Now, consider the switch strategy. You have a 1/3 chance of guessing correctly which door the car is behind. So, if you initially guessed correctly and then switched, you lose. With 1/3 probability. The probability that you will guess incorrectly is 2/3. And, NOTE that whenever you guess incorrectly, you will win when you switch!

Why do you always win when you switch after guessing incorrectly? Because then one of the two doors you didn't pick contains the car. And the other goat. The host will always reveal the goat, leaving the car behind the closed door you didn't initially choose. If you switch to the door that the host doesn't open, you win. (If this is confusing, just step through the simulation a few times, paying close attention to what happens when you switch!)

When you see it, you'll wonder how so many of these brainiacs ended up with egg on their faces!

Some Probability

There is a concept in probability theory called the expected value of a random variable.

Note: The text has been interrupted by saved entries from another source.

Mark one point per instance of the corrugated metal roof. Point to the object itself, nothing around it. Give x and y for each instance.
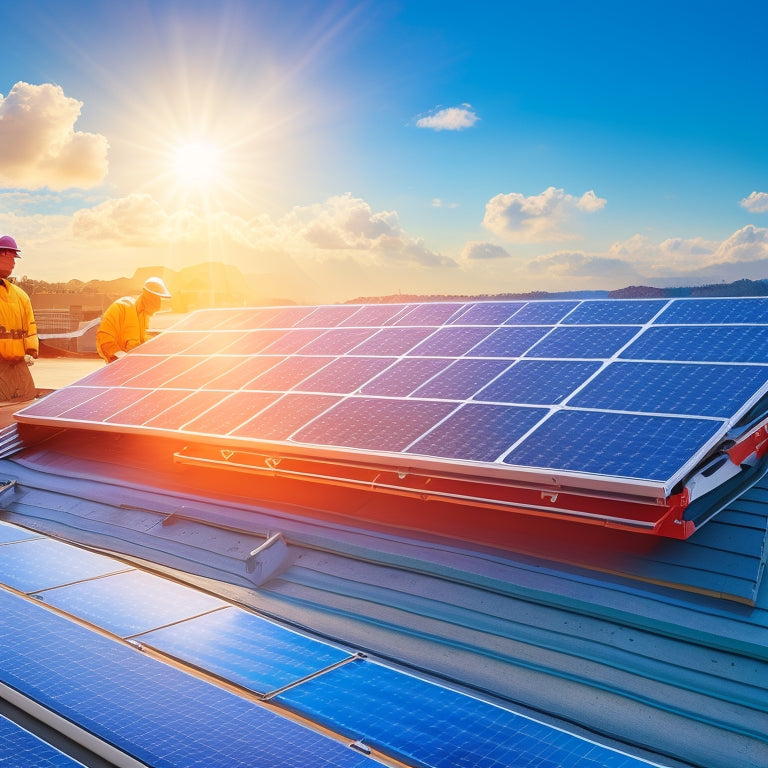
(620, 652)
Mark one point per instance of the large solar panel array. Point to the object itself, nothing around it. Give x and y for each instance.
(590, 394)
(164, 715)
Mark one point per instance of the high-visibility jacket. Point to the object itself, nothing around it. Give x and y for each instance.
(123, 326)
(18, 330)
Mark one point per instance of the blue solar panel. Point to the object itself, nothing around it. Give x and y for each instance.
(461, 379)
(509, 342)
(640, 447)
(452, 341)
(716, 311)
(392, 341)
(624, 312)
(538, 382)
(281, 419)
(542, 312)
(428, 725)
(21, 749)
(155, 712)
(245, 649)
(488, 313)
(706, 344)
(684, 388)
(363, 423)
(9, 533)
(129, 603)
(29, 566)
(337, 341)
(598, 342)
(478, 432)
(376, 379)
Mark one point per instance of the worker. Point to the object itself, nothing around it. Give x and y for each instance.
(19, 344)
(124, 323)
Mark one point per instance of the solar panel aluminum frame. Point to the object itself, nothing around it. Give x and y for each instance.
(667, 496)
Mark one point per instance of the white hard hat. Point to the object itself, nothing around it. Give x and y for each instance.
(157, 286)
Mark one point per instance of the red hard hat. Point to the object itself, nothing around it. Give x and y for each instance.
(7, 243)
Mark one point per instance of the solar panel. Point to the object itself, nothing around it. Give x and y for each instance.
(627, 399)
(428, 725)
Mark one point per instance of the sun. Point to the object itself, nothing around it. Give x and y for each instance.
(198, 164)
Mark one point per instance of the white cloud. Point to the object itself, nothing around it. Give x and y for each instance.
(548, 216)
(475, 250)
(449, 119)
(38, 144)
(581, 265)
(755, 202)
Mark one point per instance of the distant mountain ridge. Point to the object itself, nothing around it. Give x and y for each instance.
(736, 288)
(216, 284)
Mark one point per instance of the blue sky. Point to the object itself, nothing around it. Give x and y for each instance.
(346, 149)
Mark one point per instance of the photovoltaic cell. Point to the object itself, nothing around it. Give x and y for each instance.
(478, 432)
(187, 409)
(292, 341)
(707, 344)
(245, 371)
(35, 564)
(378, 380)
(288, 373)
(344, 375)
(428, 314)
(624, 312)
(157, 713)
(21, 749)
(364, 423)
(750, 311)
(488, 313)
(542, 312)
(634, 446)
(538, 382)
(130, 602)
(392, 341)
(684, 388)
(281, 419)
(597, 342)
(160, 374)
(245, 649)
(237, 408)
(461, 379)
(325, 317)
(251, 343)
(404, 376)
(336, 341)
(452, 341)
(509, 342)
(428, 725)
(374, 315)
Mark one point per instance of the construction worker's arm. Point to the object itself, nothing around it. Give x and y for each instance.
(108, 334)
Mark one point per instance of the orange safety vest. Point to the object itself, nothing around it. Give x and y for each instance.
(18, 329)
(123, 326)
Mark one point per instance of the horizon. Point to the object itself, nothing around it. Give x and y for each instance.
(353, 150)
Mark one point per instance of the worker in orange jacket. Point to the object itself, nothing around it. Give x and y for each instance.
(124, 324)
(19, 344)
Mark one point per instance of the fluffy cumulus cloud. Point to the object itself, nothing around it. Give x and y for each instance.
(479, 251)
(347, 226)
(549, 216)
(449, 119)
(342, 228)
(756, 202)
(576, 264)
(39, 146)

It is the sum of the probabilities of each possible outcome of the variable multiplied by the value of the outcome.

If $X$ represents a random variable (such as, in this case, the contestant winnings), then the expected value of $X$ is $E[X] = \sum x_k\cdot P_{x_k}$ where $x_k$ is the value of the $k$ th outcome of each 'experiment' (winning, losing, heads, tails, ...) and $P_{x_k}$ is the probability of that outcome (winning that prize, losing, getting a head, ...).

Expected winnings with a 'DON'T SWITCH' strategy:
Guessing the door with the car behind occurs with a one in three chance. By not switching, you win the car. You guess incorrectly with a two in three chance. By not switching, you win a goat. $\begin{aligned} E[X] &= \text{Car}\cdot P_{\text{guessing correctly}} \\ &\quad\qquad + \text{Goat}\cdot P_{\text{guessing incorrectly}} \\ &= \text{Car}\cdot\frac 13 + \text{Goat}\cdot\frac 23 \\ &= \frac{\text{Car}}{3} + \frac{2\cdot\text{Goat}}{3} \end{aligned}$ You should expect (on average) to win the car one time in three.

Expected winnings with a 'SWITCH' strategy:
Guessing the door with the car behind still occurs with a one in three chance. But by switching, you do not win the car. However, if you guess incorrectly (which has a two in three chance) and switch, you win the car. $\begin{aligned} E[X] &= \text{Goat}\cdot P_{\text{guessing correctly}} \\ &\quad\qquad + \text{Car}\cdot P_{\text{guessing incorrectly}} \\ &= \text{Goat}\cdot\frac 13 + \text{Car}\cdot\frac 23 \\ &= \frac{\mathrm{2 \cdot Car}}{3} + \frac{\text{Goat}}{3} \end{aligned}$ You should expect (on average) to win the car two times in three.